MPAA (PG-13)  CNS/USCCB (A-III)  RogerEbert.com (3 Stars)  AVClub (B+)  Fr. Dennis (3 Stars)

IMDb listing
CNS/USCCB (K. Jensen) review
Los Angeles Times (J. Chang) review
RogerEbert.com (C. Lemire) review
AVClub (I. Vishnevetsky) review


Split [2016] (written and directed by M. Night Shyamalan) is a quite disconcerting film that I have a fair amount of mixed emotions about. 

ON ONE HAND, the film's probably WAY MORE LURID than it needs to be: Three teenage girls, Casey (played by Anya Taylor-Joy) Claire (played by Haley Lu Richardson) and Marcia (played Jessica Sula), are kidnapped and held in some underground compound by a crazed man in his 20s-30s (played by James McAvoy) with serious multiple personality disorder.  Since teenage girls are involved the film-maker, while never crossing into R-territory, certainly "plays at the boundary" between the PG-13 / R-ratings -- while never having the three actresses undressed completely, the director does have them show about as much skin as the PG-13 rating would allow.  SO there's DEFINITELY a CREEPY aspect to this film that will PROBABLY "ick-out" (!) a fair number of adults (including myself...) that would go to see it. 
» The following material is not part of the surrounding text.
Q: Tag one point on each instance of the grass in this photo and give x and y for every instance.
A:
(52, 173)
ON THE OTHER HAND, if one imagines THE TARGET AUDIENCE to be _precisely_ TEENAGE GIRLS ... then WOW, does this film _speak the language_ of _wide-eyed_ teenage girls telling _a scary story_ to freak-out their friends!  And that's, I suppose, the film's genius.  It's a story that one would imagine a group of junior-high early-high-school teenage girls would tell each other about "some really messed-up / deeply creepy dude."